The Department of Labor (DOL) recently published the final rule to adjust for inflation the civil monetary penalties assessed or enforced in its regulations, and the annual adjustments for 2017 that increases certain penalties applicable to employee benefit plans.
The updated penalties went into effect on January 13, 2017 and apply to penalties assessed after the effective date.
Annual Penalty Adjustments for 2017
The following updated penalties are applicable to health and welfare plans subject to ERISA.

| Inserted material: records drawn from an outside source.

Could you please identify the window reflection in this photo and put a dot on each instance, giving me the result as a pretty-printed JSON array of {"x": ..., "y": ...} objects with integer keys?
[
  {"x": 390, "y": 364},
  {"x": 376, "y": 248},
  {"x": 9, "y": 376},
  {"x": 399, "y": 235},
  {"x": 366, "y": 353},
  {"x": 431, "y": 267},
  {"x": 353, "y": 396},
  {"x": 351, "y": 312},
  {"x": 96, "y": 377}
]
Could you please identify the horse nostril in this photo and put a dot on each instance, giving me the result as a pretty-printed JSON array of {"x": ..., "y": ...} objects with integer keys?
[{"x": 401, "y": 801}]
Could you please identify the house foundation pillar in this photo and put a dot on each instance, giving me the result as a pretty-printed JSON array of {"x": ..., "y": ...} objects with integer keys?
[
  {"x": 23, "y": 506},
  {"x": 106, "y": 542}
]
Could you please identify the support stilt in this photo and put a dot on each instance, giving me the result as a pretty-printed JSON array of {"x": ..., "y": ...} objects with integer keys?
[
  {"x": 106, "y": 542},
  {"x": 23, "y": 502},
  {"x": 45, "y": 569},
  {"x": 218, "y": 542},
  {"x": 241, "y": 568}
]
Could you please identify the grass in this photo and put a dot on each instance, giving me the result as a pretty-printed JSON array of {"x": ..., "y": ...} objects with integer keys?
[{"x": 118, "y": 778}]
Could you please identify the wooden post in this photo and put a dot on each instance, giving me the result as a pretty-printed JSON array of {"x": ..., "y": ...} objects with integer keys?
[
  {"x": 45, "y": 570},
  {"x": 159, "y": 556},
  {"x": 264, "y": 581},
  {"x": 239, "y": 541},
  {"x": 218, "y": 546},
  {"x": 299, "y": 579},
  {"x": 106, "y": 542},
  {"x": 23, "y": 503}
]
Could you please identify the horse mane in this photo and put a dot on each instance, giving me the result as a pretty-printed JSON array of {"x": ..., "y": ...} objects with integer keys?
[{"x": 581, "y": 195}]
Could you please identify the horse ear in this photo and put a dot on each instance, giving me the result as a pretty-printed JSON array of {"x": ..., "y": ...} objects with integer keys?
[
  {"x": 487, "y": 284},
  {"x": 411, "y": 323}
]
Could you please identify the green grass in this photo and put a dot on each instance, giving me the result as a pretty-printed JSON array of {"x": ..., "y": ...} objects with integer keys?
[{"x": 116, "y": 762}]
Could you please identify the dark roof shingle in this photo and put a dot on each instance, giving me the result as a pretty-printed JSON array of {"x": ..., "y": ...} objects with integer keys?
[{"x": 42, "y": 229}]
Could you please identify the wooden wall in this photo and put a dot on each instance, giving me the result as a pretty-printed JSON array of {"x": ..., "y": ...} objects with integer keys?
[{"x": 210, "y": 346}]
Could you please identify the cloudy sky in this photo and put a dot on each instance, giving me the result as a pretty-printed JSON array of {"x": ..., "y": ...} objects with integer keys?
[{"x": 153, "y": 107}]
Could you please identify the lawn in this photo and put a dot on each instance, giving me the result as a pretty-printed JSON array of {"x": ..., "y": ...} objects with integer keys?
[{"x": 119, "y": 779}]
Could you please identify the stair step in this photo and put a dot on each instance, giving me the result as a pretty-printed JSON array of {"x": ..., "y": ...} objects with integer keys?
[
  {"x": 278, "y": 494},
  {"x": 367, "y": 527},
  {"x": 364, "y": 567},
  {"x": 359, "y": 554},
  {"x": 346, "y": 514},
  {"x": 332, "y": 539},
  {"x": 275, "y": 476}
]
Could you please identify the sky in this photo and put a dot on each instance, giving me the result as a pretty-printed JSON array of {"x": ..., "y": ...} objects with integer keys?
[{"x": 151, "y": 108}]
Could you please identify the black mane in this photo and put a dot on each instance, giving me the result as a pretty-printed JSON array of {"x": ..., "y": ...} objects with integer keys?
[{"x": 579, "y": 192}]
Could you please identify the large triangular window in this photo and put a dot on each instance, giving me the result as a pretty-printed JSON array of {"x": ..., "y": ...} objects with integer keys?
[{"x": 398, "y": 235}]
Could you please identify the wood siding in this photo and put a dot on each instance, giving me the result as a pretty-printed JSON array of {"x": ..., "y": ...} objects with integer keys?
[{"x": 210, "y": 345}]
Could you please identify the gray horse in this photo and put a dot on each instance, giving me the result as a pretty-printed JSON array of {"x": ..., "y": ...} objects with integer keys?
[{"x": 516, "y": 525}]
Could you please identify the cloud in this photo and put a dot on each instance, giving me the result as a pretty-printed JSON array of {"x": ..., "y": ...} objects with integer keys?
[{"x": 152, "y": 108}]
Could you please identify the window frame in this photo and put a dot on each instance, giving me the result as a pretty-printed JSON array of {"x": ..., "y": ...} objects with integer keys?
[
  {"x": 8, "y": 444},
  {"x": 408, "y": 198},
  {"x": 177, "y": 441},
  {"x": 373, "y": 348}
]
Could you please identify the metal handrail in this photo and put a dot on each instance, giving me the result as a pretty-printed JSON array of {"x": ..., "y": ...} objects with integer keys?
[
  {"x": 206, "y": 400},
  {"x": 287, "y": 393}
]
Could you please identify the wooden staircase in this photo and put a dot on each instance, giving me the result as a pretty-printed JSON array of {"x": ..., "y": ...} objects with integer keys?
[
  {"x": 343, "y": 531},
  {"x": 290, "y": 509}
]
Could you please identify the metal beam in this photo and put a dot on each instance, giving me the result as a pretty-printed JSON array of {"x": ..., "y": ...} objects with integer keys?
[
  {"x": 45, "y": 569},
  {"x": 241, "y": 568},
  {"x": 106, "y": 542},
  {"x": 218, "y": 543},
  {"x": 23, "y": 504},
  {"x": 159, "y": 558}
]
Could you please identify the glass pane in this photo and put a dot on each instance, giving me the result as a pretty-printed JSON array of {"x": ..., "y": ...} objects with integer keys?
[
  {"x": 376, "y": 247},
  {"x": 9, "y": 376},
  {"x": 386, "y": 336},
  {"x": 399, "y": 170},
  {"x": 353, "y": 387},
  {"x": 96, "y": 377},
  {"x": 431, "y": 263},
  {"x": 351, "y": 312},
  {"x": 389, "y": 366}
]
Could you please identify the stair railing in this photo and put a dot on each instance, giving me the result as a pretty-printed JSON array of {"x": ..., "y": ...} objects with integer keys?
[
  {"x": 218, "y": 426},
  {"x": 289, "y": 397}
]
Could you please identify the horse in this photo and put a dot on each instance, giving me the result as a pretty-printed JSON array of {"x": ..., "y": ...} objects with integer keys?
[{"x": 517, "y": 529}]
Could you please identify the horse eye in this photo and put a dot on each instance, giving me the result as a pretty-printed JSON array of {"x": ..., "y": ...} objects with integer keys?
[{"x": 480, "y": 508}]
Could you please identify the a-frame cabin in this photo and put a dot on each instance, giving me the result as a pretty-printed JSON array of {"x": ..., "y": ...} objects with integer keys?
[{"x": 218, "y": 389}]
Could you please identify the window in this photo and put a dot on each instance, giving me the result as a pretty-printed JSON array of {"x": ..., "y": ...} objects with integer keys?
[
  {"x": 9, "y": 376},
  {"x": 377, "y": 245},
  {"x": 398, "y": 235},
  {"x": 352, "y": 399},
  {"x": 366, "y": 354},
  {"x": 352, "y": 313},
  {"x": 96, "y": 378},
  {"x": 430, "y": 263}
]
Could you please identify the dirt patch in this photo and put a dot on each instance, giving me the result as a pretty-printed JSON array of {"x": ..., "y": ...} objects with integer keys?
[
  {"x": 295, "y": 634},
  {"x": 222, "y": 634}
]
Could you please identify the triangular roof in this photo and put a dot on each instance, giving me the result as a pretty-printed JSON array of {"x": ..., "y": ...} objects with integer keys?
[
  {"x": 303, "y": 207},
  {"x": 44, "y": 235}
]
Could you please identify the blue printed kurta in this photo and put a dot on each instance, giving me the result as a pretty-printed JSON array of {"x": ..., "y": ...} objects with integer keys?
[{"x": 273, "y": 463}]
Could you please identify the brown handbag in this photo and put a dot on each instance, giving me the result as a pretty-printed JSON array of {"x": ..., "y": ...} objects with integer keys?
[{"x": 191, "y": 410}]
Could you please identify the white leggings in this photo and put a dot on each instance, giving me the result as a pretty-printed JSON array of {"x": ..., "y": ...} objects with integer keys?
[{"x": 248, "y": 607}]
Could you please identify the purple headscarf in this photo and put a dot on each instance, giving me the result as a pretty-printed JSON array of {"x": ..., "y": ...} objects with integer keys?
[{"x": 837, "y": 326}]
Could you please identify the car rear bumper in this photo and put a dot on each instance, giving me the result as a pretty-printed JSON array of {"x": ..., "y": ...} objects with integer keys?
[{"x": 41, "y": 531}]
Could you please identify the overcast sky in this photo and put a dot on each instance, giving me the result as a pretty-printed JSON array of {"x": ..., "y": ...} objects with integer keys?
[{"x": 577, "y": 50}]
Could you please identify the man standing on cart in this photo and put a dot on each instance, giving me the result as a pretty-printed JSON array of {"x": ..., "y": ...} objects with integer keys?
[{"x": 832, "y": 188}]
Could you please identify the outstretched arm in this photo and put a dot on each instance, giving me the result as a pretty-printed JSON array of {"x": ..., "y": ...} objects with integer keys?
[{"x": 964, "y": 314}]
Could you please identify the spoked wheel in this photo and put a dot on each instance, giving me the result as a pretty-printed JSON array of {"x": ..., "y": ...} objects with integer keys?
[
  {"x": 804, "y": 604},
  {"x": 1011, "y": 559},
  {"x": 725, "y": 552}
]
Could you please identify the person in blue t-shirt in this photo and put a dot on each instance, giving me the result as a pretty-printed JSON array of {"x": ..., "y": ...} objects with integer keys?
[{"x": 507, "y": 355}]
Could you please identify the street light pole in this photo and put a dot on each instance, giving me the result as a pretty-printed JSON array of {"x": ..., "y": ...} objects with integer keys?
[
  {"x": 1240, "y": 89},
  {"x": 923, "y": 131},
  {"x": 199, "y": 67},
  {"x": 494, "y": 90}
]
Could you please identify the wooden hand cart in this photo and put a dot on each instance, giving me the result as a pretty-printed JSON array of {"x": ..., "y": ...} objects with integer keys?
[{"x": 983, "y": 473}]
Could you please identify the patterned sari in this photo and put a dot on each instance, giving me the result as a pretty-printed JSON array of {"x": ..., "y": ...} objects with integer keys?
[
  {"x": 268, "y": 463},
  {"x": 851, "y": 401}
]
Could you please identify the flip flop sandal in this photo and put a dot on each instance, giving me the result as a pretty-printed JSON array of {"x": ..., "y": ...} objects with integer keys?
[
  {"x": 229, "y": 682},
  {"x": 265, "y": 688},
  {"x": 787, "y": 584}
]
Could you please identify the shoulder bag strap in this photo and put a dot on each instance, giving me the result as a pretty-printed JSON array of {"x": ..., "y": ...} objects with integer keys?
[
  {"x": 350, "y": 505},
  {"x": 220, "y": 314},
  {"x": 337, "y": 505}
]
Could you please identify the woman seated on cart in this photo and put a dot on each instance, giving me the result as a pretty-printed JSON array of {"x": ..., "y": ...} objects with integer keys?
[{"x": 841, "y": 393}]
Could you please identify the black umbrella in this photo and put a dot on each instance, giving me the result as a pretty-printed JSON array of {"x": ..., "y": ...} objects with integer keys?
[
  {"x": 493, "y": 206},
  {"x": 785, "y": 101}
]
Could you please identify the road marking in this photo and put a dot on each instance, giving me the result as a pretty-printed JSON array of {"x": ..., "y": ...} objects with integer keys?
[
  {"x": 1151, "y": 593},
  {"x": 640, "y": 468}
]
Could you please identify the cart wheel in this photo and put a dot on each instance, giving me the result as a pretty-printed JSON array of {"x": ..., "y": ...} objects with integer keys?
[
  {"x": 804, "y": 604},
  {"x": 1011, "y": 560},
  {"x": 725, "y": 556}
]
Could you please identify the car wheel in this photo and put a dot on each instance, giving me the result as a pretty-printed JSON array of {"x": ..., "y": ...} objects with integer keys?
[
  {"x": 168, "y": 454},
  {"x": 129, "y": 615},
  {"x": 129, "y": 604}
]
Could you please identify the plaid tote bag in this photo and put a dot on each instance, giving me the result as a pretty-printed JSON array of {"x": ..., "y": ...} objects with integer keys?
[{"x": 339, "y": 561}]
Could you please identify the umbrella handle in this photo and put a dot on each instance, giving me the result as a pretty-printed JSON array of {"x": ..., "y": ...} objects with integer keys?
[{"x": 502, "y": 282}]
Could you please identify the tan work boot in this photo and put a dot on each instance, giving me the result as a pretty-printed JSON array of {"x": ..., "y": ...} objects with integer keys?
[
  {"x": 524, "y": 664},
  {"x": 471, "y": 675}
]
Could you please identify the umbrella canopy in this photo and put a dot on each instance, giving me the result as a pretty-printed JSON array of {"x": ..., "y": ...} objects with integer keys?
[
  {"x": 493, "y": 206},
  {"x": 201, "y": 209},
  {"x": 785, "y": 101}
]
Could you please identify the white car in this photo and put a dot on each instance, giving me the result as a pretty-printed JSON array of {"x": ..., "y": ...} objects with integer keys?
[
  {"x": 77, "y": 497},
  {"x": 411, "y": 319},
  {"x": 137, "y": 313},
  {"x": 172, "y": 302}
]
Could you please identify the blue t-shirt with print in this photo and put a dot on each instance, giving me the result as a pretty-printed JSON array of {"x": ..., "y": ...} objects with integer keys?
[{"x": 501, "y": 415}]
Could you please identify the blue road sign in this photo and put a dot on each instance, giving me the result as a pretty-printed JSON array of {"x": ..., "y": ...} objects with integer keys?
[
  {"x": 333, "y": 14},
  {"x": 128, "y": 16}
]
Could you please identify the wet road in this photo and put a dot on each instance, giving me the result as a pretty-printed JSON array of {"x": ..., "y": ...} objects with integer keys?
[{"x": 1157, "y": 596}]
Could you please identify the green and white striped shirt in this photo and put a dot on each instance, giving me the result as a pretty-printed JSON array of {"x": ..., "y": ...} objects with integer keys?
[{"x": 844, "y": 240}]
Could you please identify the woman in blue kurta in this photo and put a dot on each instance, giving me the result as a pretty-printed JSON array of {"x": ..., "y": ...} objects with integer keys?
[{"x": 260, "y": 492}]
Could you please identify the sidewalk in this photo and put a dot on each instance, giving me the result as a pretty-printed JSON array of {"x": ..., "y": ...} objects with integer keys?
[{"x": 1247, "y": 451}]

Current Penalty, Updated Penalty
- Failure to file Form 5500
Up to $2,063 per day, Up to $2,097 per day
- Failure of a MEWA to file reports
Up to $1,502 per day, Up to $1,527 per day
- Failure to provide CHIP Notice
Up to $110 per day per employee, Up to $112 per day per employee
- $110 per day per violation (per participant/beneficiary), $112 per day per violation (per participant/beneficiary)
- Failure to provide SBCs
Up to $1,087 per failure, Up to $1,105 per failure
- Failure to furnish plan documents (including SPDs/SMMs)
$147 per day, $1,472 cap per request, $149 per day, $1,496 cap per request
- Genetic information failures
$100 per day, $112 per day
- De minimis failures to meet genetic information requirements (Minimum)
$2,500 minimum, $2,790 minimum
- Failure to meet genetic information requirements – not de minimis failures (Minimum)
$15,000 minimum, $16,742 minimum
- Cap on unintentional failures to meet genetic information requirements (Maximum)
$500,000 maximum, $558,078 maximum
Private employers, including non-profits, should ensure employees receive required notices timely (SBC, CHIP, SPD, etc.) to prevent civil penalty assessments. In addition, employers should ensure Form 5500s are properly and timely filed. Finally, employers facing document requests from EBSA should ensure documents are provided timely, as requested.